Factors of QTBM model except CLI do not require intricate tests. As for equation 1, it is observed that this index has been applied inversely to the first power. Hence, approximating this factor with specific limits will not provide gross changes in the results. With its extended data bank based on rock mass quality (Q) and repeated use of it in both mining and civil projects, it is possible to assess accurately the geological factors. The time to implement the project has been calculated at about 52 months by using the Barton model. This method considers less to effect of boring machine specification and joint filling factor.

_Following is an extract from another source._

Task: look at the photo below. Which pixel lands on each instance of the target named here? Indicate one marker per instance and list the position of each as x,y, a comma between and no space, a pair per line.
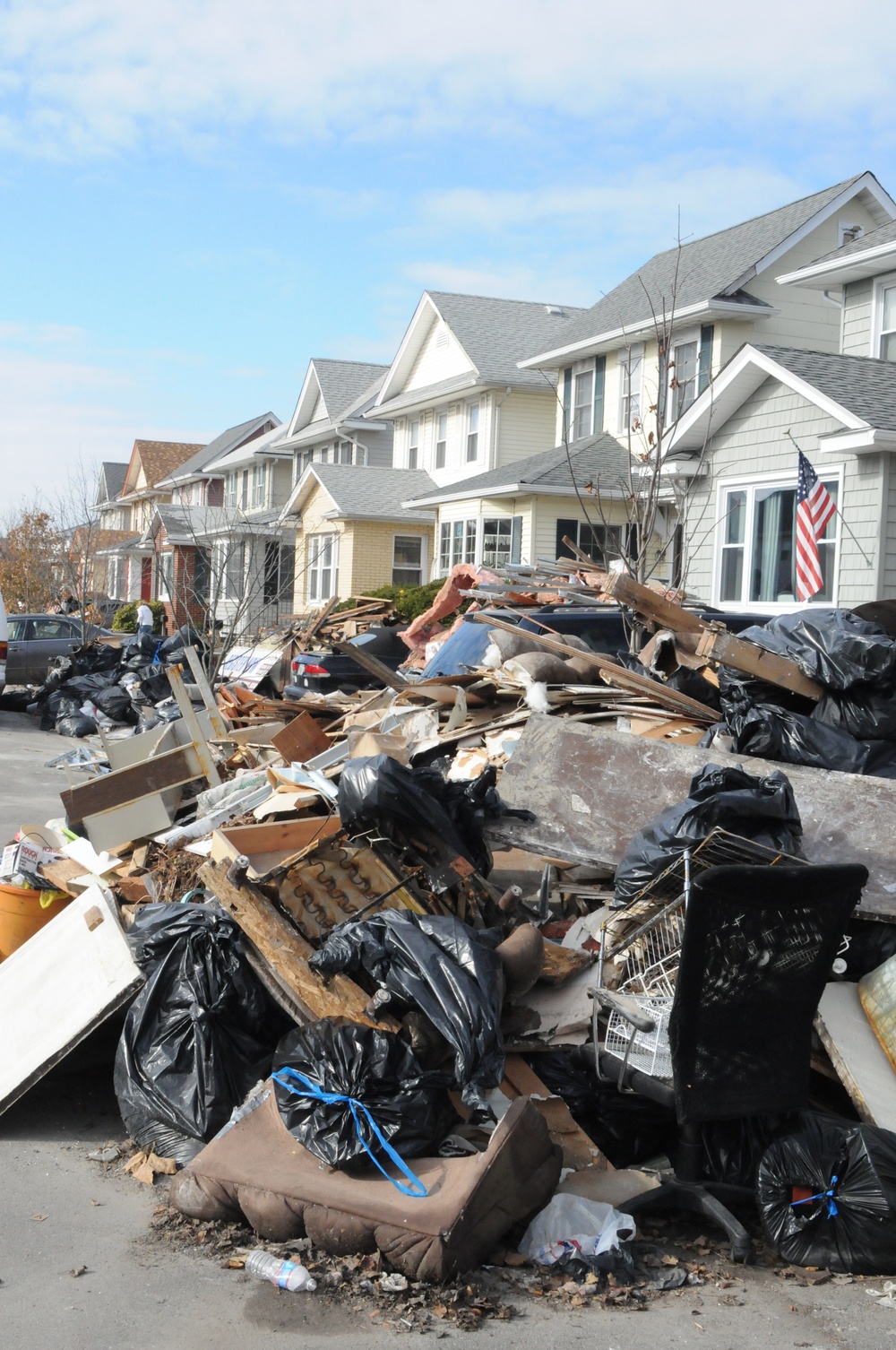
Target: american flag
814,509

In the RME method all parameters were assessed by site investigation and standard laboratory tests. The RME method introduced in 2006 utilised the experience with the RMR classification system, because one of the RME input parameters, the stand up time, is determined from the RMR. To prevent errors in prediction, this approach avoids calculating the ARA from the PR.

Moreover, with the RME, one considers a TBM type (open, single or double shield). This feature makes this method more useful in construction issues. Using the RME, the required time for execution of the project was estimated at 21 months, which was the closest result to actual data out of all the methods.

It was concluded that for projects with various joint structures, where tests of drill ability, and abrasion were not implemented, RME is the most suitable method. The data that is available from the Karaj-Tehran water supply tunnel conform more to the RME method capabilities. Furthermore the results showed in Figure 5 and Table 7 confirm the credibility of the RME method.